Melica rectiflora

Scientific classification
- Kingdom: Plantae
- Clade: Embryophytes
- Clade: Tracheophytes
- Clade: Angiosperms
- Clade: Monocots
- Clade: Commelinids
- Order: Poales
- Family: Poaceae
- Subfamily: Pooideae
- Genus: Melica
- Species: M. rectiflora
- Binomial name: Melica rectiflora Boiss. & Heldr.
- Synonyms: Melica rectiflora var. pilosa Papp Melica rectiflora f. pilosa (Papp) W.Hempel

= Melica rectiflora =

- Genus: Melica
- Species: rectiflora
- Authority: Boiss. & Heldr.
- Synonyms: Melica rectiflora var. pilosa Papp, Melica rectiflora f. pilosa (Papp) W.Hempel

Species of plant

Melica rectiflora is a species of grass in the family Poaceae. It is native to Greece and Crete.

==Description==
The species is perennial with short rhizomes and 20–60 cm long culms. The leaf-sheaths are tubular and are closed on one end with its surface being glabrous. The leaf-blades surface is scaberulous and rough with its size being are 5–20 cm long by 2–3 mm wide. Eciliated membrane have a ligule which is truncate. The panicle is contracted, linear, 6–22 cm long. The main panicle branches are indistinct, scaberulous and are racemose.

Spikelets are oblong, solitary, 4–7 mm long and have linear pedicels. Besides the pedicels, the spikelets have 1 fertile floret which is diminished at the apex. The sterile florets are 2–3 in number and are 2–3 mm long, barren, oblong and clumped. Both the upper and lower glumes are keelless, membranous, oblong and are purple coloured.
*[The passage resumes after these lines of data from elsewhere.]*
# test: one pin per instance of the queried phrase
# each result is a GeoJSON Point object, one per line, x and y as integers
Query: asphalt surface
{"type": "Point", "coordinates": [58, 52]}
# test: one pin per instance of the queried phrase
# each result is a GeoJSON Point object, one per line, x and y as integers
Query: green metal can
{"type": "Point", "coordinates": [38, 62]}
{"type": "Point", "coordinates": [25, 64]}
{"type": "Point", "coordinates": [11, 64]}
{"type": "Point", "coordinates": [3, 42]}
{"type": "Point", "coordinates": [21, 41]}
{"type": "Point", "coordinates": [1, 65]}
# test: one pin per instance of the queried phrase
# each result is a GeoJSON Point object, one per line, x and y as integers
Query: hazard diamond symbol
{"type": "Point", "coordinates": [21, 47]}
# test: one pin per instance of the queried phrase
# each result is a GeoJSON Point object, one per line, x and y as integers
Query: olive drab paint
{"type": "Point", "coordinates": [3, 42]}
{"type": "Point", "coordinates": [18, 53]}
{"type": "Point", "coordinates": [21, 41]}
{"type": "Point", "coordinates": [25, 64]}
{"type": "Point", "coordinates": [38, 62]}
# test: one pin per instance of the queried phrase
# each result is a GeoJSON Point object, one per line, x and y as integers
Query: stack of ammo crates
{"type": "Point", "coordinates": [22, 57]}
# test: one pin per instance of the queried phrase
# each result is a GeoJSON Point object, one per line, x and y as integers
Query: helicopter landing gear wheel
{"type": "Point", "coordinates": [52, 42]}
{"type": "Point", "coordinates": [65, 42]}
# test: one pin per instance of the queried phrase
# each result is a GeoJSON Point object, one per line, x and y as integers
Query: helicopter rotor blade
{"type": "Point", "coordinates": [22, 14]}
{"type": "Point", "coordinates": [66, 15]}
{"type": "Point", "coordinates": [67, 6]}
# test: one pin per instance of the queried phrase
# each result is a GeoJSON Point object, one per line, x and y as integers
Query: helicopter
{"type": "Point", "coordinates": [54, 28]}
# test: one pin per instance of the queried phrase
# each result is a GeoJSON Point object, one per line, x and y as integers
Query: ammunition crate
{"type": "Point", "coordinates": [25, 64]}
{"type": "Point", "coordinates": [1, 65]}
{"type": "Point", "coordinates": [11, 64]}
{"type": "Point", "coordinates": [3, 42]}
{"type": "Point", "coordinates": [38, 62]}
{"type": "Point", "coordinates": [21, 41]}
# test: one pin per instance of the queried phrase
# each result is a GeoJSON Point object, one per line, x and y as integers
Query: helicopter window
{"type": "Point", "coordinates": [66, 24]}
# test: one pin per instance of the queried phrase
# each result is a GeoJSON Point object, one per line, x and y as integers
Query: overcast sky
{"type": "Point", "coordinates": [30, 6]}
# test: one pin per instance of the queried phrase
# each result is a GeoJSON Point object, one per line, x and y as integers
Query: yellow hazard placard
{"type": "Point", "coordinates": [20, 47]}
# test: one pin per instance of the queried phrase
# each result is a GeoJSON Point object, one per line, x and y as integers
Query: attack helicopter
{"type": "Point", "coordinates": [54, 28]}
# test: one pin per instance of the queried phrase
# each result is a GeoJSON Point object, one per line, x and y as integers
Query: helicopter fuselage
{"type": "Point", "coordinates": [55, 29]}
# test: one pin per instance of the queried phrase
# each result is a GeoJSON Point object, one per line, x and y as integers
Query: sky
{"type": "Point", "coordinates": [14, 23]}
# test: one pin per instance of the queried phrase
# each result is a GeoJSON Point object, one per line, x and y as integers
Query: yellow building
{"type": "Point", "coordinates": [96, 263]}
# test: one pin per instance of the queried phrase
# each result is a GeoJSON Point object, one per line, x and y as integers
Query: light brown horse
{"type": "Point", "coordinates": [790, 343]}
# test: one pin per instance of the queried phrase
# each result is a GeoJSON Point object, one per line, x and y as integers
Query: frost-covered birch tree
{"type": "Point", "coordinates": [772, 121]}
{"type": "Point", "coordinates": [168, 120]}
Other features are different though; Lower glume is 3–6 mm long with an acute apex while the upper one is 4–7 mm long with an obtuse apex.

Its lemma have smooth surface and an obtuse apex while the fertile lemma is chartaceous, elliptic, keelless, and 5–7 mm long. Its palea have thick keels and is elliptic and 2-veined. Flowers are fleshy, oblong and truncate with 2 lodicules. They also grow together and have 3 anthers which are 1.5–2.3 mm long. The fruits have caryopsis with additional pericarp and have linear hilum. They are also ellipsoid and are 3.5 mm long.